Exploring the Effects of NIST's Latest Recommendations on Cybersecurity, Privacy, and Artificial Intelligence
The National Institute of Standards and Technology (NIST) has unveiled a comprehensive Cybersecurity, Privacy, and AI program, designed to help organizations manage the unique risks associated with Artificial Intelligence (AI) technologies. This initiative aims to harmonize AI risk management with established cybersecurity and privacy standards.
The program focuses on three key areas of AI-related risk:
- Cybersecurity and privacy risks from organizations’ use of AI: This includes securing AI systems and underlying machine learning infrastructures, preventing data leakage, and updating governance and risk management to handle AI-specific vulnerabilities.
- Defending against AI-enabled attacks: As adversaries leverage AI to enhance attack methods, the program guides developing effective defenses against such AI-powered threats.
- Using AI for cyber defense and privacy protection: Leveraging AI capabilities to strengthen defensive measures and improve privacy safeguards in cybersecurity operations.
NIST is developing a specialized community profile—called the Cyber AI Profile—within the NIST Cybersecurity Framework (CSF) 2.0. This profile is tailored to address the unique cybersecurity and privacy challenges introduced by AI technologies and helps organizations harmonize AI risk management with existing security standards.
Additional elements of the program include guidance on updating access control and authorization policies to fit AI environments, revising employee training and service agreements to address AI-related security considerations, and considering supply chain risks introduced by third-party AI providers.

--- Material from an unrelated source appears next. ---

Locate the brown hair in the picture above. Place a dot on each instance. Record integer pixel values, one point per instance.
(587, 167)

The new guidance also focuses on three main areas of AI data security: data drift and potentially poisoned data, risks in the data supply chain, and maliciously modified or "poisoned" data. Maintaining data integrity during storage and transport requires robust cryptographic measures, including the implementation of cryptographic hashes, checksums, and digital signatures.

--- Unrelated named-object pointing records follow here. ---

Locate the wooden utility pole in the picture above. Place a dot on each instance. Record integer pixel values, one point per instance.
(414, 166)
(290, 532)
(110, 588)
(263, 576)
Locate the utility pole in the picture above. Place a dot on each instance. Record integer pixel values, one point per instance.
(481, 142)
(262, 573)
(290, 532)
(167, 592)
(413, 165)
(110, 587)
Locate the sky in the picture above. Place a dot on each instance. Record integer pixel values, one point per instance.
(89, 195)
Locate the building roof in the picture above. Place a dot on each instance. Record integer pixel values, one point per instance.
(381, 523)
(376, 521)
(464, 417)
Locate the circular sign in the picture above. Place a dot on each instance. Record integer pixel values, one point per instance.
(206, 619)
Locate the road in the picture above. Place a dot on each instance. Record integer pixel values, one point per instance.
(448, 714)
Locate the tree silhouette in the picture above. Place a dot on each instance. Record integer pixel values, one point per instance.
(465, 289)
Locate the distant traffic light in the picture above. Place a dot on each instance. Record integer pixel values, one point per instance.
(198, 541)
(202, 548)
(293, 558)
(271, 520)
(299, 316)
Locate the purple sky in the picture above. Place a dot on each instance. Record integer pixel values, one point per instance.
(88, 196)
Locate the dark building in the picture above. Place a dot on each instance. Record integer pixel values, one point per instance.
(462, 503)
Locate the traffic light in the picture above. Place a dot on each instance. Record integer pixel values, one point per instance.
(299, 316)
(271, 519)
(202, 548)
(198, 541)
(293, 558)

Secure infrastructure and access controls become paramount when protecting AI model repositories and APIs. The complexity of AI supply chains compounds these vulnerabilities significantly. Organizations must establish comprehensive systems to track data transformations throughout its lifecycle, requiring cryptographically signed records.

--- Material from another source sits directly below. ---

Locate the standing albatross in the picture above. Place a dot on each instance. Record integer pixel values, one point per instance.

The Cybersecurity, Privacy, and AI program will be implemented as a community profile within NIST's Cybersecurity Framework (CSF) 2.0. This initiative reflects a strategic government effort to help organizations safely and effectively integrate AI technologies amid rapidly evolving cybersecurity and privacy landscapes.
Organizations can leverage the NIST Cybersecurity Framework Implementation Tiers to assess their current cybersecurity maturity and guide their journey toward enhanced AI security. The National Security Agency's Artificial Intelligence Security Center (AISC) has released the joint Cybersecurity Information Sheet (CSI) - AI Data Security: Best Practices for Securing Data Used to Train & Operate AI Systems, providing additional guidance on AI data security.
Adopting quantum-resistant cryptographic standards ensures future-proofing against emerging threats. AI-specific incident response procedures represent a critical gap in many organizations' security postures, requiring unique AI threats such as model extraction or poisoning attacks to be addressed.
In summary, the NIST Cybersecurity, Privacy, and AI program empowers organizations by providing industry-specific, adaptable frameworks, risk management guidance addressing AI usage, AI-powered attacks, and defense leveraging AI, a shared taxonomy and consensus-based approach to manage AI risks uniformly across sectors, and alignment of AI risk management with privacy principles to safeguard data and decision integrity.
- The National Institute of Standards and Technology (NIST) has unveiled a program that focuses on securing AI systems and underlying machine learning infrastructures, preventing data leakage, and updating governance and risk management to handle AI-specific vulnerabilities, which are cybersecurity and privacy risks from organizations’ use of AI.
- As AI technologies evolve, adversaries are leveraging them to enhance attack methods, and the program guides developing effective defenses against such AI-powered threats, known as defending against AI-enabled attacks.
- Leveraging AI capabilities to strengthen defensive measures and improve privacy safeguards in cybersecurity operations is one goal of the program, aligning with using AI for cyber defense and privacy protection.
- The new guidance also addresses the unique cybersecurity and privacy challenges introduced by AI technologies, including maintaining data integrity during storage and transport, secure infrastructure and access controls for AI model repositories and APIs, adopting quantum-resistant cryptographic standards, and developing AI-specific incident response procedures.